One soldier, Sergeant Garcia, set out to capture Zorro and stopped at nothing - legal or illegal - to catch his quarry and claim the reward. In US Gold's arcade adventure he has captured a pretty senorita and locked her up at the fort.
Zorro must battle his way through a series of screens, solving a puzzle on each to get to the maiden in distress and defeat Garcia.
He starts at the well outside the Ole 6 Hotel. Garcia struggles with the senorita on the balcony and a hankie flutters earthward. It is caught on the handle of the well and Zorro must collect it. There are several solutions to the problems and puzzles. For instance, movement between one partitioned part of the Ole 6 Hotel can be achieved by a climb and a jump or a bounce on the settee and a jump to the right. To gain height using the settee you must hold the up key down for at least 30 seconds. Then push the right key and Zorro will leap into the second part of the hotel.
From there he can go past the cemetery - which contains only one grave stone, a few crosses and a ruined church crawling with enemy soldiers - and onto the fort screen.
As you first get to the fort the drawbridge is raised and you are denied access to your love who waves forlornly from her prison cell.
Zorro is encouraged by the huge heart beating above her head - is this romance or horror? - and bounces off to the hotel, over the partition and onto the puzzle screens where the objects - including a useful key and a bottle of wine - can be found.
For some odd reason there is a bull in the livery stable. He stands guard over a lucky horseshoe. If you try to jump onto him and grab the object he will bounce you off his horns. You've got to be logical about the puzzles and branding the beast will make him more docile. All the equipment you need - forge, irons and bellows - are in the stable, so the solution should be easy.

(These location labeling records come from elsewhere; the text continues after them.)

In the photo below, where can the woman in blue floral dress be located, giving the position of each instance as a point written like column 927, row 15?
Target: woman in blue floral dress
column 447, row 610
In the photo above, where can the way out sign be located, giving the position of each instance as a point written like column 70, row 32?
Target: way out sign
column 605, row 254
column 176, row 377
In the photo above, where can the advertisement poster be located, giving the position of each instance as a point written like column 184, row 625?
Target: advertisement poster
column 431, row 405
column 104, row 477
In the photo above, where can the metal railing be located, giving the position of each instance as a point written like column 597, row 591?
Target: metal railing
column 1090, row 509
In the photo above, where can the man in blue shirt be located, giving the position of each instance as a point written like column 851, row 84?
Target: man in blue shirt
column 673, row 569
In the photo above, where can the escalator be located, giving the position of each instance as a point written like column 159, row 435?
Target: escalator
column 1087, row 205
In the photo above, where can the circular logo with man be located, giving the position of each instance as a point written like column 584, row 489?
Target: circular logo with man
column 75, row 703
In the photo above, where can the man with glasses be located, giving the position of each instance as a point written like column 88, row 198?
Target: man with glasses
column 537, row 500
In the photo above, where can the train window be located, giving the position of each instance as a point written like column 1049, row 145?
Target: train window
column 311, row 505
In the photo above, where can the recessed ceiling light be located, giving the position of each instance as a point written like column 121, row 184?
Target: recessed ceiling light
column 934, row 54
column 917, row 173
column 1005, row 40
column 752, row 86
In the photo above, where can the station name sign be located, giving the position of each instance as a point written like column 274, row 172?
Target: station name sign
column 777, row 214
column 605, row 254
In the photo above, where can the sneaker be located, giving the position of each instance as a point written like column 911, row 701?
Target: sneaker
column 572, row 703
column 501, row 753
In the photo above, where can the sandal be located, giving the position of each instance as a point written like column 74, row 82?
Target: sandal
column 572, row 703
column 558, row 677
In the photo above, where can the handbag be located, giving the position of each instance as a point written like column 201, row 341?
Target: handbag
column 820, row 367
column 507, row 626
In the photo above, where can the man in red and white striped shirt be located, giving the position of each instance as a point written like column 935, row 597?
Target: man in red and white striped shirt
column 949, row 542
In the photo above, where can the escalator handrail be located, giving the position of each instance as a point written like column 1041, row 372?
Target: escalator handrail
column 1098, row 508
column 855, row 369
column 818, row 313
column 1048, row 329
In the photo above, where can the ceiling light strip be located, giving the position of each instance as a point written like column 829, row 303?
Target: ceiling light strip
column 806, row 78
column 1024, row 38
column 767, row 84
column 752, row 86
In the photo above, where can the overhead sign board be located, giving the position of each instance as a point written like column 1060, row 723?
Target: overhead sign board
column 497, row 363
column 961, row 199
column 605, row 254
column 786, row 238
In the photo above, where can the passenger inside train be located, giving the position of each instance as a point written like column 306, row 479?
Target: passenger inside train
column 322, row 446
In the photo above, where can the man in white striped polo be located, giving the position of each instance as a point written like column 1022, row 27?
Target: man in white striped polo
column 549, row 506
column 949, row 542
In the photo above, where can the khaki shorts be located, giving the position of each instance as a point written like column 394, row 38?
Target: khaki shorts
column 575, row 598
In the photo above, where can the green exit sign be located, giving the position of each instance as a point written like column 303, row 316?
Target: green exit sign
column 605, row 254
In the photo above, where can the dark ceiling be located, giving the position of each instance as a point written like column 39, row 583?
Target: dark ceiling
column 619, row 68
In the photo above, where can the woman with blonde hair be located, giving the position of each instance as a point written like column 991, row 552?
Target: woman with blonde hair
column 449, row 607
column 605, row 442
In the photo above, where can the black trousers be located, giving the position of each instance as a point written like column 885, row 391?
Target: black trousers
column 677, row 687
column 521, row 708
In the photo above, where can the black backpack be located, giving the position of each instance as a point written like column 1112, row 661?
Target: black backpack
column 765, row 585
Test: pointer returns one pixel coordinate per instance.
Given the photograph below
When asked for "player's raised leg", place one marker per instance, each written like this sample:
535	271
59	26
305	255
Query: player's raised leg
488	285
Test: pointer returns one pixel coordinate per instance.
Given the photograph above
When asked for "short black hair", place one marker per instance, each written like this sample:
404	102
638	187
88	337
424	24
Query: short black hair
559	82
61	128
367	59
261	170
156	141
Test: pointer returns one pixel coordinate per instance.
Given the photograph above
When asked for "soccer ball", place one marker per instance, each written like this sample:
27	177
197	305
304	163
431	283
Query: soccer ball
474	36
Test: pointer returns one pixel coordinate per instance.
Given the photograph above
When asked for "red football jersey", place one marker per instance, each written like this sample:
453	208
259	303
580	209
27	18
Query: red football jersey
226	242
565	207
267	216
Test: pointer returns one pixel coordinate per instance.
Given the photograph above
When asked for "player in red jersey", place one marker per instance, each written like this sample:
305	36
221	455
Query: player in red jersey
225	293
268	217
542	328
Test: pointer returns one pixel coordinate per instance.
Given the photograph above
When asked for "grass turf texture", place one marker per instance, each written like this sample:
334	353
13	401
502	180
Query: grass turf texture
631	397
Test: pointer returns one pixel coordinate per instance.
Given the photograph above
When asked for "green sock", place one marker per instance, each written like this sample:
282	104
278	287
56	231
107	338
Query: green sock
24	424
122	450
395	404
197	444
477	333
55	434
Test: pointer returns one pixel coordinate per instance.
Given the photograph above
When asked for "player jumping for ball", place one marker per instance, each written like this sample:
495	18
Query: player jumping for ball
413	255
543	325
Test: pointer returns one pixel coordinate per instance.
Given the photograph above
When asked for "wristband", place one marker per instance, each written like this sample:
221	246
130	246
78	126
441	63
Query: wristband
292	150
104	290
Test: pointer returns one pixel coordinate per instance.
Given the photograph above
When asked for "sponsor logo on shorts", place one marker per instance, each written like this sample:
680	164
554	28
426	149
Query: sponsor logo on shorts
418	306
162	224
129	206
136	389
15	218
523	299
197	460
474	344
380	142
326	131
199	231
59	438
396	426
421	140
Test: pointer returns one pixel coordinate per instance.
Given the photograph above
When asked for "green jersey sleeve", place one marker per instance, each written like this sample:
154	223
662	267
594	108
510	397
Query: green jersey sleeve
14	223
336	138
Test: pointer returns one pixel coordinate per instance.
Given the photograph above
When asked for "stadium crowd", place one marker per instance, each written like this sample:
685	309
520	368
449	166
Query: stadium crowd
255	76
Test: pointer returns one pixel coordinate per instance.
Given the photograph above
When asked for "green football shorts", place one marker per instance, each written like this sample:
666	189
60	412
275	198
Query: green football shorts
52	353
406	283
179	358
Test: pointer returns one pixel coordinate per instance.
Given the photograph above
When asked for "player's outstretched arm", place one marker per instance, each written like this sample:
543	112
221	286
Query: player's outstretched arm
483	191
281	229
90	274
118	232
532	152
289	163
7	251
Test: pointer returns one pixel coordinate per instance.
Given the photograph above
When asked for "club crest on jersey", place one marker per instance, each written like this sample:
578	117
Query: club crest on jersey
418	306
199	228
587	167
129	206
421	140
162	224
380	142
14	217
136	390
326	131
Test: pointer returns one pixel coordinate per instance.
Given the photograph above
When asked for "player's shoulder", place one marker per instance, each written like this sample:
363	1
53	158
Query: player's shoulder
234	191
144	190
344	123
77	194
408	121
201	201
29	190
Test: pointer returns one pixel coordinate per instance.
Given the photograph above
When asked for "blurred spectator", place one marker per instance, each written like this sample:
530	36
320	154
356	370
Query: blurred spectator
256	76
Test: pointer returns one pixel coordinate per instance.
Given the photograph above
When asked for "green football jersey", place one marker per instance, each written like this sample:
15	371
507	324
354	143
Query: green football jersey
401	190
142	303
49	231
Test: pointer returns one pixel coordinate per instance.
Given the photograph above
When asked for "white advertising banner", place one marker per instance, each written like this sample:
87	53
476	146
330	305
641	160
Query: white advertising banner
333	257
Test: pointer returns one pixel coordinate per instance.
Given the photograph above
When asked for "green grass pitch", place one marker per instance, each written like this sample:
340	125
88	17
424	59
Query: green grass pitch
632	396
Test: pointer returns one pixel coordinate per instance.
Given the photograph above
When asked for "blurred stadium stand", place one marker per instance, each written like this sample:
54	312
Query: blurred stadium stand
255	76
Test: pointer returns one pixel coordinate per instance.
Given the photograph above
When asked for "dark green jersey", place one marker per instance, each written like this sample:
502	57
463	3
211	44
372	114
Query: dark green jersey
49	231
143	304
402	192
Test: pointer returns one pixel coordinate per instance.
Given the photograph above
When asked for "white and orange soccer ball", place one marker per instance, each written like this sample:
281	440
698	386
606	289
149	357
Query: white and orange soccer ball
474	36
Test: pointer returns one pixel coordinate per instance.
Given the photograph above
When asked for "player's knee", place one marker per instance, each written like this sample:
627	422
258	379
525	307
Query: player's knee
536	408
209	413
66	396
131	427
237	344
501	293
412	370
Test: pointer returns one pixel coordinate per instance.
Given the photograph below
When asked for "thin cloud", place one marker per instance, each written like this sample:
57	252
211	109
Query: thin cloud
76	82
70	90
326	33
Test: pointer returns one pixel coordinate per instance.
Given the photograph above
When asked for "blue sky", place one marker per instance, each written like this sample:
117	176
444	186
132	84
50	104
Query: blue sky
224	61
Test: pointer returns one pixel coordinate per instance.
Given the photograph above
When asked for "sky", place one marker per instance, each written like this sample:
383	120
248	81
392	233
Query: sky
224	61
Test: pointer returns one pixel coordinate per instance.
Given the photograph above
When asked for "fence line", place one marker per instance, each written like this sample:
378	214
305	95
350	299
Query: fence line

There's also trouble underground which can be reached by one of a series of wells. Once past the balls floating on the lake - more bouncing involved there - Zorro must negotiate the catacombs and release a group of peasants who also have been imprisoned by the evil Sergeant Garcia.
Only after you have done all the good deeds can you rescue your love, and to make things more difficult Garcia's soldiers are after you. Between doing good deeds Zorro must fight duels with his sword, which is fairly frisky even when he's not in a fight.
Unfortunately, sword fights only deliver a paltry number of points. The big points are scored when the problems are solved.
Zorro is like Jet Set Willy with a sword. There are less rooms than the Willy game and the graphics are worse - yellow and black coupled with attribute flicker is not my favourite combination either.
The game also bears a resemblance to Hunchback, with its leaping hero and the Esmerelda figure who is the prize at the end of the game.
The problems in the game are not challenging enough and there are few surprises.